The gathering also violated a tough Internal Security Act imposed last month, said the Center for Administration of Peace and Order, a special government body set up during the protests.
"The way the rally is being held is inappropriate and unlawful," Prime Minister Abhisit Vejjajiva said after failed talks between authorities and the protesters.
The protesters ignored two deadlines to leave the area where Central World , the second-largest shopping complex in Southeast Asia, and half a dozen other big malls and retailers shut their doors for a second day in response to the rally.
But there was no sign security forces would disperse the mostly rural and working-class "red shirts", who say they will not leave until Abhisit dissolves parliament and calls elections.
"Abhisit will not dare" give an order to disperse the crowd, Jatuporn Prompan, a "red shirt" leader, said from a makeshift stage. "If bullets are fired, it will be a disaster for him."
Another protest leader, Veera Musikapong, said they would remain until Monday at least. "This area is a symbol of the Bangkok elite," he said. "We want to show them they cannot rule without the consensus of the people."
Backed by Thailand's powerful military and royalist establishment, Abhisit said a peaceful poll now would be difficult given the tensions and repeated his recent offer to dissolve parliament in December, a year early.
"Opposing political opinions remain so widely different they do not create an atmosphere for a peaceful and orderly election, one that can ease and resolve the rift in society," he said.
The British-born, Oxford-educated economist urged Bangkok's 15 million people to show restraint amid signs of frustration, underscored by a counter-rally on Friday by "pink shirt" protesters who say the "red shirts" are unreasonable.
Analysts say Abhisit would likely lose an election if it were held now, raising investment risks in Southeast Asia's second-biggest economy following a $1.6 billion surge of foreign investment in Thai stocks over the past five weeks on expectations he would survive the showdown.

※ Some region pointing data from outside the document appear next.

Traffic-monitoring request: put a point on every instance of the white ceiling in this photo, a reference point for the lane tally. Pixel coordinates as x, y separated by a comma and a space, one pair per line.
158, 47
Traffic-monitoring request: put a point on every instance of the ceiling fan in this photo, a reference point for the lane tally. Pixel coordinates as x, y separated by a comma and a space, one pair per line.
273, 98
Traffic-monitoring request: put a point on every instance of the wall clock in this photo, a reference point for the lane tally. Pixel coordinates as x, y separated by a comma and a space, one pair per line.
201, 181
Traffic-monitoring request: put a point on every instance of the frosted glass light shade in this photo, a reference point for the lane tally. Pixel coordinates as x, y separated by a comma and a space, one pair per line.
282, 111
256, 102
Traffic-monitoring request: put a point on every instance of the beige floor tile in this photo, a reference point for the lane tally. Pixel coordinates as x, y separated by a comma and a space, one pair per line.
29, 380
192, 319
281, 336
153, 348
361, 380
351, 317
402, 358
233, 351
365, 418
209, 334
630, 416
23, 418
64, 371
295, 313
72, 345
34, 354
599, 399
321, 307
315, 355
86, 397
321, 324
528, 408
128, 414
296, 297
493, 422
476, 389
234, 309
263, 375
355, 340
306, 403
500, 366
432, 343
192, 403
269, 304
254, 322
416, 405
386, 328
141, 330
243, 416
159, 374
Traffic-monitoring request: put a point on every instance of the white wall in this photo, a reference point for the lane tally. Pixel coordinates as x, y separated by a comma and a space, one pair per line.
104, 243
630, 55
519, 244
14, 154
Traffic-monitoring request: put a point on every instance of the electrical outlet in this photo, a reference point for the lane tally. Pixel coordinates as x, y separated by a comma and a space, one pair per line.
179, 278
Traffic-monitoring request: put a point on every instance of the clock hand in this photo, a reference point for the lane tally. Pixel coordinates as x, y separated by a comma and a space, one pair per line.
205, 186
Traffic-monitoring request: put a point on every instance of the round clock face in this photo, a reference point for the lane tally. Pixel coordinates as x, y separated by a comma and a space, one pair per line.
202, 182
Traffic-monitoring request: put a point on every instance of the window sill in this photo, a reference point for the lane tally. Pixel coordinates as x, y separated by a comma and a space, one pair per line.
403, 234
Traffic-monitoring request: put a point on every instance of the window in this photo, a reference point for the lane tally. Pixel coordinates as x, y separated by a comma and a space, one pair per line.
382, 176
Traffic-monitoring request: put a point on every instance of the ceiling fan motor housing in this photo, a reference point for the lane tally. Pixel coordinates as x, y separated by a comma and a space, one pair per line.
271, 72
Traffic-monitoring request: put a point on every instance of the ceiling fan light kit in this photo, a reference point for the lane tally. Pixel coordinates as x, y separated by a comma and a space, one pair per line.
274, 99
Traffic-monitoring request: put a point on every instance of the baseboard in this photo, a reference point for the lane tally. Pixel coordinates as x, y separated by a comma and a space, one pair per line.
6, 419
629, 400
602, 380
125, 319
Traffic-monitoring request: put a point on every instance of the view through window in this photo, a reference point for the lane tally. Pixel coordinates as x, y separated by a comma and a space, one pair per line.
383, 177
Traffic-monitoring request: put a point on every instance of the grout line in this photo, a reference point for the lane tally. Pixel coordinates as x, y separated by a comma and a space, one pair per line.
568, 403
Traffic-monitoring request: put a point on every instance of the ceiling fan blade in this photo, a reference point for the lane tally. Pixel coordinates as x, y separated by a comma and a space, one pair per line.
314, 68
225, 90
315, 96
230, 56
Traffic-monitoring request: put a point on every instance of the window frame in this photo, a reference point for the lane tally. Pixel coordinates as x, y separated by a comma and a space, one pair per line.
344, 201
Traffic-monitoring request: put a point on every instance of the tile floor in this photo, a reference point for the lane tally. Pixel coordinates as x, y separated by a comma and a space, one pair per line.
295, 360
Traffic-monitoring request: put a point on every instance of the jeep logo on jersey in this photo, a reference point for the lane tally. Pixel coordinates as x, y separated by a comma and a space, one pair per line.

Economists also caution continued political turmoil could force the central bank to delay an expected interest-rate rise.
The "red shirts", supporters of twice-elected and now fugitive former prime minister Thaksin Shinawatra, say Abhisit has no popular mandate and came to power illegitimately, heading a coalition the military cobbled together after courts dissolved a pro-Thaksin party that led the previous government.
Abhisit says he was voted into office by the same parliament that picked his Thaksin-allied predecessors.
In 2008, yellow-shirted protesters who opposed Thaksin's allies in the previous government occupied the prime minister's office for three months and then blockaded Bangkok's main airport until a court expelled the government.
At the centre of the impasse is Thaksin, a former telecoms tycoon seen as authoritarian and corrupt before he was ousted in a 2006 coup but a rallying symbol for the poor as the first Thai civilian leader to reach out to rural voters.
The occupation of one Bangkok's biggest commercial districts has stoked concerns about a rippling impact on tourism and the economy ahead of Thailand's April 13-15 Songkran holidays.
"We have nothing against peaceful democratic protests, but this has affected the normal way of life," said Apichart Singka-aree, director and former president of the private Association of Thai Travel Agents.
"Out of some 100 previously booked flights for Chinese tourists to fly in for the Songkran festival, over 60 have been cancelled. We are trying to save the remaining 30 something flights," he told Reuters.